The wettest spot in Santa Cruz County this monsoon season was Peña Blanca Lake, where a gauge operated by the Arizona Game and Fish Department recorded 23.7 inches of precipitation. A county gauge at Patagonia Lake measured 15.6 inches, and another in the town of Patagonia was right behind at 15.5 inches.

Nogales also got its fair share of precipitation, with more than 15 inches recorded at two gauges on the west side of the city, and just under 15 inches on the east side.

Peck Canyon in Rico Rico also came in at just under 15 inches, though a gauge up the road at the Santa Cruz River in Tubac counted only 8.7 inches – the lowest level of any of the 13 gauges for which data was available in the county.

And while the rains offered welcome relief after an unusually hot and dry 2020, and improved most of the county’s drought status from extreme to severe and then to moderate, Hays said he would still prefer to see more substantial rainfall in the winter.

“The difference between winter and the monsoons is that the winter rains tend to come with lesser intensity of rainfall, which means you get the water over a longer period of time, which means more water soaks into the ground than runs off,” he said.

“Since our potable water supply is dependent on the groundwater aquifer, we want as much of that water to soak into the ground as we can get,” he added.

High-intensity monsoon rains can also be dangerous, and the 2021 season brought flash flooding and even death to the local area. A 13-year-old boy died after being overcome by floodwaters near a waterfall in Rio Rico on July 29, and two women, ages 24 and 39, were killed in flash flooding in Nogales, Sonora on July 27 and Aug. 30.

Santa Cruz County’s total annul rainfall is usually around 17 inches, with six inches expected in the winter months.

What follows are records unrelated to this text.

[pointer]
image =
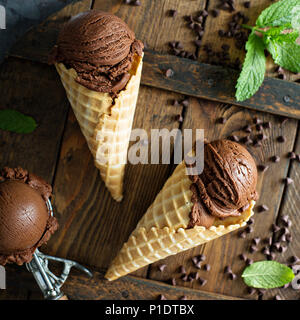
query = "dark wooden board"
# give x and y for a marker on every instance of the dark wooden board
(34, 89)
(190, 77)
(89, 217)
(21, 285)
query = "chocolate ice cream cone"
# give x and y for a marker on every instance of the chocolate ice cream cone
(165, 229)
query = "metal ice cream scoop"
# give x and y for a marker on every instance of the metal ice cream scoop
(49, 283)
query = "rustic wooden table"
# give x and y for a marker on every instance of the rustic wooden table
(90, 221)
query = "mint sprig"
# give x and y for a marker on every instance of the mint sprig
(267, 275)
(277, 30)
(14, 121)
(277, 14)
(253, 72)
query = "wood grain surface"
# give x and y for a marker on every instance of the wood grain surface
(87, 215)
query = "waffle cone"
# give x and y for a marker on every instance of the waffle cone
(163, 231)
(105, 123)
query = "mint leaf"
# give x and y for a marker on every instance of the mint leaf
(254, 67)
(281, 36)
(267, 275)
(277, 14)
(286, 55)
(14, 121)
(296, 17)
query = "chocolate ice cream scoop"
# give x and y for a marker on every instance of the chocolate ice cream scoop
(23, 216)
(226, 185)
(25, 223)
(100, 47)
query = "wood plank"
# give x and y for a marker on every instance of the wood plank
(224, 251)
(80, 287)
(190, 77)
(289, 207)
(218, 84)
(36, 44)
(32, 88)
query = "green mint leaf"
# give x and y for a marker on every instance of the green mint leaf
(267, 275)
(281, 35)
(286, 55)
(253, 71)
(14, 121)
(277, 14)
(296, 17)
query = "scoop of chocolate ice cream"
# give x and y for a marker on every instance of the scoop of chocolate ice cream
(23, 216)
(100, 47)
(25, 223)
(226, 185)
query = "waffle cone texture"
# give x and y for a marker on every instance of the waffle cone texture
(105, 123)
(163, 230)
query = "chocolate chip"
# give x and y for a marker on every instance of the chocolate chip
(172, 281)
(261, 137)
(294, 259)
(194, 275)
(256, 240)
(214, 13)
(221, 120)
(179, 118)
(253, 248)
(267, 125)
(251, 291)
(275, 159)
(173, 13)
(234, 138)
(176, 103)
(136, 3)
(227, 270)
(243, 257)
(275, 228)
(202, 281)
(288, 180)
(250, 221)
(242, 234)
(257, 120)
(169, 73)
(257, 144)
(206, 267)
(197, 43)
(195, 260)
(281, 139)
(184, 277)
(247, 128)
(221, 33)
(291, 155)
(265, 250)
(162, 267)
(249, 229)
(185, 102)
(182, 270)
(262, 167)
(232, 276)
(249, 261)
(263, 208)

Speaking Monday morning, Hays said forecasts for the upcoming winter season haven’t offered any definitive predictions, though he noted that there was potential for rain in the next day or two in the area.

The National Weather Service in Tucson was forecasting a 30-percent chance of thunderstorms in and around Nogales starting Monday afternoon, increasing to 40 percent overnight. There was another 30-percent chance of storms during the day on Tuesday, before the storm system is expected to give way to mostly clear conditions on Tuesday night and sunny weather on Wednesday.

Temperatures down

The wetter-than-normal weather this summer helped keep the temperatures under control once the rains arrived in earnest in July.

The average daily high at the airport was 90.2 in July, 90.6 in August and 89.5 in September – all below normal. The typical daily highs at the airport during those months are 94.2, 92.4 and 90.3, respectively.

In addition, there were only 13 days during the 110-day monsoon season on which the temperature reached 100 degrees or more at the airport, and none after July 10.

In 2020, the mercury hit or topped 100 degrees at the airport 46 times during monsoon season.